Stéphane Thiriet Valentine Poisson
Stéphane Thiriet
Stéphane Thiriet
Valentine Poisson
Valentine Poisson
Les auteurs.es
17 janvier 2017
Temps de lecture : 7 min

Recruteur : un métier en voie d’évolution

Certains prophétisent que d’ici peu, la machine devrait remplacer l’homme, et notamment le recruteur. L’annonce paraît bien anxiogène pour la population RH : serait-elle amenée à disparaître au profit des algorithmes et du Big data ? Nous avons du mal à croire à cette prédiction … En effet, s’il convient de constater que le métier est en instance de très fortes évolutions, à la faveur de la révolution numérique caractérisant notre ère de l’information, nous ne croyons pour autant pas à son extinction.

Le fondement de la prophétie : le prédictif, en avant toute vers le futur …

On peut lire dans La révolution du Big Data que « l’ère numérique est caractérisée par la croissance exponentielle de la création de données digitales. Mais, c’est bien plus qu’« une question de zéro et de un », comme le souligne Peter Sondergaard, directeur de la recherche du Gartner. C’est une transformation radicale de nos métiers, de nos usages, de nos façons de vivre, de consommer, de nous comporter en société. ». Le Big Data, et tout ce qui va avec, vise à « promouvoir l’accès, le développement et l’utilisation des technologies de l’information et de la communication dans les domaines économique et social », et constitue de la sorte une opportunité sans pareille de création de valeur pour l’entreprise, et pour les hommes qui la portent.
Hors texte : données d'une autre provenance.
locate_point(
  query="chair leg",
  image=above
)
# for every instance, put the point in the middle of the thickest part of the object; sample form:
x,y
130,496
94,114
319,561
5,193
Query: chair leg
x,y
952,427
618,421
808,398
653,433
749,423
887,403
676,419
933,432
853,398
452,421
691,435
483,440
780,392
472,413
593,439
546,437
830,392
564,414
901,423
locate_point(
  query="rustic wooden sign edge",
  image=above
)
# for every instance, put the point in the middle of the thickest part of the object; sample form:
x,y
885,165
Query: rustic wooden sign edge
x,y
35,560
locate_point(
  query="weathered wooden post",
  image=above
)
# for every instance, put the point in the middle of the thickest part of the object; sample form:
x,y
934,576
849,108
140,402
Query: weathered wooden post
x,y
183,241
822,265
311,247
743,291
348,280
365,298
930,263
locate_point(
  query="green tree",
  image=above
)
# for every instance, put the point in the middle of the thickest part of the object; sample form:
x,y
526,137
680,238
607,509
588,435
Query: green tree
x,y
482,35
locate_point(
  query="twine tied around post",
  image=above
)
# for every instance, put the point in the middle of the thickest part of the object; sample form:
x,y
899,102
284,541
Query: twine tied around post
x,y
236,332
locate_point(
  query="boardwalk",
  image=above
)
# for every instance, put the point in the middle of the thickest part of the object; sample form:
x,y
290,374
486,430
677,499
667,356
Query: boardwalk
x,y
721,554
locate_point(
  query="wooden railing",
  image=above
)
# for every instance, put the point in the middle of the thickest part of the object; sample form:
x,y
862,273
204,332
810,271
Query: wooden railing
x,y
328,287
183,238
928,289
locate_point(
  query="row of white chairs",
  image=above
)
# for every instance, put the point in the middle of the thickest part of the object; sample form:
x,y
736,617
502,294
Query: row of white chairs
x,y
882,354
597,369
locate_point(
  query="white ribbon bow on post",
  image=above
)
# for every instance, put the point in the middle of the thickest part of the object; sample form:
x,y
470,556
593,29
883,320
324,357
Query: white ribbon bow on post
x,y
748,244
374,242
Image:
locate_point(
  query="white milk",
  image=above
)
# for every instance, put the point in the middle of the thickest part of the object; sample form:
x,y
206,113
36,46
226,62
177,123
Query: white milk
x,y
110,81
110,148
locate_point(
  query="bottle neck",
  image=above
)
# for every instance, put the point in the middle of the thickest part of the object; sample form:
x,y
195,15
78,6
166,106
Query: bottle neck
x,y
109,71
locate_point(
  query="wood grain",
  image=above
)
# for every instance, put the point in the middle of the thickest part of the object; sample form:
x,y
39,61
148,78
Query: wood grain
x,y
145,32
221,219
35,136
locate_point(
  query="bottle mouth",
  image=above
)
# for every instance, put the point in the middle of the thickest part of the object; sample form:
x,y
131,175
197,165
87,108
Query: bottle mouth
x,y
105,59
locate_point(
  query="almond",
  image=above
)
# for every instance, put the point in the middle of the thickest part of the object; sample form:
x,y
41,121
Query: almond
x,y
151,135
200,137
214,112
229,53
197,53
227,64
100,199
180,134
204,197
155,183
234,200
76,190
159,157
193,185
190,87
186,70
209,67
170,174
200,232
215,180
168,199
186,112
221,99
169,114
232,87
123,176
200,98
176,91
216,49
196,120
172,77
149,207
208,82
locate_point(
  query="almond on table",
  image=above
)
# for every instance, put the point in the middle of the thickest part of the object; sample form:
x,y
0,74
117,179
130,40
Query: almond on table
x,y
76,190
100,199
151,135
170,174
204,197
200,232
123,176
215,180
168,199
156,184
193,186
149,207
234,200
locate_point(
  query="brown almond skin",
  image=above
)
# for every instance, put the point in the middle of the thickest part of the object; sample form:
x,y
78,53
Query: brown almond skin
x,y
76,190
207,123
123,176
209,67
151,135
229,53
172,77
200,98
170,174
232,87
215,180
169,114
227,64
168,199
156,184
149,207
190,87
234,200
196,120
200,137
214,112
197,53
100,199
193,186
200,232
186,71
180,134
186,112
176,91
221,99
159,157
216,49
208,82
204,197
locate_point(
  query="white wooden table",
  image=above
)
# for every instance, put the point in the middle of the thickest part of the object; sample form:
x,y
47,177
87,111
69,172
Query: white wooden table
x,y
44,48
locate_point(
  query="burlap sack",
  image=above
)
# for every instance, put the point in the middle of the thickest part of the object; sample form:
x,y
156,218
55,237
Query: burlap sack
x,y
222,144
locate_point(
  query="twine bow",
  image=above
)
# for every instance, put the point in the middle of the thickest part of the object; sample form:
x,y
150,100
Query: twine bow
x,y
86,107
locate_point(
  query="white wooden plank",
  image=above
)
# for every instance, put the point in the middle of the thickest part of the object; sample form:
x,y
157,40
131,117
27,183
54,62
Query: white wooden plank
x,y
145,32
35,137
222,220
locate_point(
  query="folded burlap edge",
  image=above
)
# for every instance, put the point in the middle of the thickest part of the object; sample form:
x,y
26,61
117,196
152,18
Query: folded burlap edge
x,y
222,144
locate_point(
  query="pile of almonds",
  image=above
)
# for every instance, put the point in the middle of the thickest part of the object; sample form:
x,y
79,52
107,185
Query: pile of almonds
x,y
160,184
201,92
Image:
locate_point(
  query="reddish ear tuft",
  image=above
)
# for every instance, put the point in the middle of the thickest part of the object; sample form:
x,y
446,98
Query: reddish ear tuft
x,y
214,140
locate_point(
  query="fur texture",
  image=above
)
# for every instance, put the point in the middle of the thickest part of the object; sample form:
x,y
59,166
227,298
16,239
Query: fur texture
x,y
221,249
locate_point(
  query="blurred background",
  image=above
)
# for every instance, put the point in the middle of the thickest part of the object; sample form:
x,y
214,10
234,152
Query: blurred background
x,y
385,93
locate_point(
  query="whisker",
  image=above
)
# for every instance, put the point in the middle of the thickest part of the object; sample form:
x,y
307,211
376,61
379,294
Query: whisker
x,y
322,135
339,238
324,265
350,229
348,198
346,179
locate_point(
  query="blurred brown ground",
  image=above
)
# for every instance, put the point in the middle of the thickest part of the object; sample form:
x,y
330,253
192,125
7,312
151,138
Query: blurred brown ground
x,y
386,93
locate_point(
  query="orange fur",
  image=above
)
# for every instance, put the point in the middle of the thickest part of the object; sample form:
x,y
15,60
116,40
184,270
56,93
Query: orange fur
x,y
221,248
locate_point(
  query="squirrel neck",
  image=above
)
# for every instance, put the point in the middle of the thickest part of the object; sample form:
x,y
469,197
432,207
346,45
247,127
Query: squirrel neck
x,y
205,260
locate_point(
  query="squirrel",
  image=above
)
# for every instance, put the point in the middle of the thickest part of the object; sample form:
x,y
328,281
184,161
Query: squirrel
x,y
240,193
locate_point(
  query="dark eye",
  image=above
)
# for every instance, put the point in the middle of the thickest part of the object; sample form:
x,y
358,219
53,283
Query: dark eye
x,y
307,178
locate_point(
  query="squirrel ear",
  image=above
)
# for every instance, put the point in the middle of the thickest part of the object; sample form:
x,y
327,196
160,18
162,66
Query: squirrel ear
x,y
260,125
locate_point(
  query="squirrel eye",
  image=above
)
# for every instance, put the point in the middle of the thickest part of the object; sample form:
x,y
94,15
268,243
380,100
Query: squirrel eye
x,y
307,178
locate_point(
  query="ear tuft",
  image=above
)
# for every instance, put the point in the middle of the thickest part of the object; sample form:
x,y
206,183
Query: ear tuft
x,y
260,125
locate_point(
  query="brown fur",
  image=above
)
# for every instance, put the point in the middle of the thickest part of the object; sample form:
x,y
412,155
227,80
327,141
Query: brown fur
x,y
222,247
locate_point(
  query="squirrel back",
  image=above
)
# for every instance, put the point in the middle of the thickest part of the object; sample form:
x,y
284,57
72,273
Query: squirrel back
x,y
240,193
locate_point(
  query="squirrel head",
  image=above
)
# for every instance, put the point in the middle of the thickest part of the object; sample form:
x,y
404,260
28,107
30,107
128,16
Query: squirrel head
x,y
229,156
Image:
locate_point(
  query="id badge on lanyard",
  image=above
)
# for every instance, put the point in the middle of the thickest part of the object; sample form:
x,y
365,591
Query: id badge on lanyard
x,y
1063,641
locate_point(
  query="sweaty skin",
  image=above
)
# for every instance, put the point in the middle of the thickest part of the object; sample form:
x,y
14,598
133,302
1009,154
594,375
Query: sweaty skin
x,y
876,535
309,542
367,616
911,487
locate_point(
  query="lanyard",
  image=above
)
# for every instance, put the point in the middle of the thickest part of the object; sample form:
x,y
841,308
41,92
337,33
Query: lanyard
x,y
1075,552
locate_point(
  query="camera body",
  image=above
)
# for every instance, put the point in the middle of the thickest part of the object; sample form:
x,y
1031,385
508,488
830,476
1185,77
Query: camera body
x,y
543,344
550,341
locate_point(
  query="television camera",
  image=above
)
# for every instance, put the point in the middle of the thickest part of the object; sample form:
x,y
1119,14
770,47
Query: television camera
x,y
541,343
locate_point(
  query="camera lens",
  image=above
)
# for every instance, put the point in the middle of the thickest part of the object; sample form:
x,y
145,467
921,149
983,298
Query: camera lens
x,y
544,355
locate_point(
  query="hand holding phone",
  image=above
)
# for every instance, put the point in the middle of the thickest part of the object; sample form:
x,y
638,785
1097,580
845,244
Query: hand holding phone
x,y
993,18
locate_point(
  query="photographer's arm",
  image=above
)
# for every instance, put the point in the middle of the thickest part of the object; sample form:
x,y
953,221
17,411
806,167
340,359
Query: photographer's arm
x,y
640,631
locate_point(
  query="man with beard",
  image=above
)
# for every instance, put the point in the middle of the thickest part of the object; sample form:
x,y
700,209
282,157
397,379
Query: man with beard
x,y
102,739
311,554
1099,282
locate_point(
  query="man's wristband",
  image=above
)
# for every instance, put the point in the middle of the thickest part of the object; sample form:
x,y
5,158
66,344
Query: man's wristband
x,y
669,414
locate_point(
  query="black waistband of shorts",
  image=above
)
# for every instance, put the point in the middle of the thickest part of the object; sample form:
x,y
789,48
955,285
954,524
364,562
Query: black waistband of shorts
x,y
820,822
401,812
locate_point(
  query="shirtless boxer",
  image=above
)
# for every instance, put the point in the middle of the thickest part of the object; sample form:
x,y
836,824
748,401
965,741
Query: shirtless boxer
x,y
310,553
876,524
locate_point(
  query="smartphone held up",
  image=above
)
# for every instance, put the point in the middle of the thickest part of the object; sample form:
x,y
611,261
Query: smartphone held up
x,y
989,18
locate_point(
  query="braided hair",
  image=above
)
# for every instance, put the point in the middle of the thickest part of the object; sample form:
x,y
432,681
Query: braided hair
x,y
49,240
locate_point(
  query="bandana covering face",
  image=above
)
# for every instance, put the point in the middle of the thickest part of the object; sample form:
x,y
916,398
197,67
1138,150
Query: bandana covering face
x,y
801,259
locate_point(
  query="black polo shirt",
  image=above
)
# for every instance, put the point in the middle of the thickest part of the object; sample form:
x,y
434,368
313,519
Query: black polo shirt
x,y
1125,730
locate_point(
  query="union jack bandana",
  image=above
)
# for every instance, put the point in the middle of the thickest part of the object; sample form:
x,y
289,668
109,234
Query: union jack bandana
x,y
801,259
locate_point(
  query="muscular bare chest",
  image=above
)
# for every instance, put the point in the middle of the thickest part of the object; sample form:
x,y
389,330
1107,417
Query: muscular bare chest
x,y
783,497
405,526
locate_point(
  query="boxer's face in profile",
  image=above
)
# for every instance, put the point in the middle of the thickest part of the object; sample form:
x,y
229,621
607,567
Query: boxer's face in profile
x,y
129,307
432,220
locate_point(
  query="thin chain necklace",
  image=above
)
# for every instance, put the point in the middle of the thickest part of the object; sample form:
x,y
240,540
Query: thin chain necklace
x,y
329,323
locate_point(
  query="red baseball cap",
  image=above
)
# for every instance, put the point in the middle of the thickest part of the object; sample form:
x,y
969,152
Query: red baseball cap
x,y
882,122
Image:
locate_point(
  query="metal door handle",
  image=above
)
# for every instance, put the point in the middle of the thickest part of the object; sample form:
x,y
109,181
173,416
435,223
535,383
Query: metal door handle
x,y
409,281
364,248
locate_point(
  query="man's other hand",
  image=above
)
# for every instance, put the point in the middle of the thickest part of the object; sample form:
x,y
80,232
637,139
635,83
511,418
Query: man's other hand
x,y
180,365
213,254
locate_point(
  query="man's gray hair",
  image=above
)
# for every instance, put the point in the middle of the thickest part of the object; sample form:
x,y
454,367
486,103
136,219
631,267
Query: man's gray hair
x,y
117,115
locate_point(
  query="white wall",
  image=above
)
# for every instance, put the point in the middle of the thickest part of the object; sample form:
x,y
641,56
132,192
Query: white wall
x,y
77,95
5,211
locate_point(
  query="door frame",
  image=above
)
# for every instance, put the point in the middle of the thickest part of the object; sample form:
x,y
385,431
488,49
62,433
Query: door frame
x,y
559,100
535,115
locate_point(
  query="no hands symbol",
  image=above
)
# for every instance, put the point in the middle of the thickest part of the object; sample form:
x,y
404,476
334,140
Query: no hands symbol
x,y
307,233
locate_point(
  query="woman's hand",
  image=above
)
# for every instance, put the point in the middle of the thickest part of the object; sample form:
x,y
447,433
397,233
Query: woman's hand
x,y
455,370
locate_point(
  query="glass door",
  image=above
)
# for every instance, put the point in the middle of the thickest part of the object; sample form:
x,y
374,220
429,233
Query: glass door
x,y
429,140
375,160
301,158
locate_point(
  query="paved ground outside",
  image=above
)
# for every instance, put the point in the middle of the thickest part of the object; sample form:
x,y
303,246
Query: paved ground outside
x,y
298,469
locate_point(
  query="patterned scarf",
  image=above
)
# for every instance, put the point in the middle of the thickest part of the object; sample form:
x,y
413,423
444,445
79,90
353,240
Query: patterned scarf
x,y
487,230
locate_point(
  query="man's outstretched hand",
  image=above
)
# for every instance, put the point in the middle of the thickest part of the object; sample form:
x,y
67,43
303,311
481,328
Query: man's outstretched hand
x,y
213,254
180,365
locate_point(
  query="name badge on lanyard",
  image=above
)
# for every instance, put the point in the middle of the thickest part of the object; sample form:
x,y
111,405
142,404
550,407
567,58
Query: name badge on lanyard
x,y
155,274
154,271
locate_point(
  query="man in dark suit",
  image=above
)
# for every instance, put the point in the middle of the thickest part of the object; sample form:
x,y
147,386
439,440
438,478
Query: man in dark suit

La révolution digitale est déjà en marche dans l’univers du recrutement, et se repose donc sur le Big Data, et sur la puissance de traitement automatisée des algorithmes, qui ont donné lieu à la mode du prédictif que nous évoquions dans un précédent billet. Il existe d’ores et déjà diverses formes de déclinaisons de cette conception prédictive appliquée au recrutement : certaines entreprises se basent sur des tests destinés à éprouver la personnalité, les aptitudes ou le savoir-être du candidat, lorsque d’autres se concentrent davantage sur l’analyse des données disponibles sur le web, et notamment sur les réseaux sociaux.

La méthode est éprouvée, et se révèle indiscutable à de nombreux égards : en termes de sourcing par exemple, il ne fait pas de doute que l’ordinateur a vocation à remplacer l’homme. De par sa vélocité à traiter un volume démentiel de données variées, le robot apparaît bien plus qualifié que son créateur. Mais à ses débuts l’outil demeure imparfait, et surtout, ne semble pour le moment pas prétendre surpasser le recruteur sur tous les fronts de ses diverses missions.

Pourquoi le métier de recruteur a encore de beaux jours devant lui

Un automate encore bien peu intelligent

Comme l’exprime Saad Zniber, co-fondateur de Yatedo, « les modèles prédictifs ou les usages RH des Big Data sont loin d’avoir révélé tout leur potentiel ». Sans condamner la pertinence de l’utilisation des robots à des fins de recrutement, il convient de constater que ces derniers souffrent encore de nombreux écueils, hautement préjudiciables pour la tâche qui leur est confiée.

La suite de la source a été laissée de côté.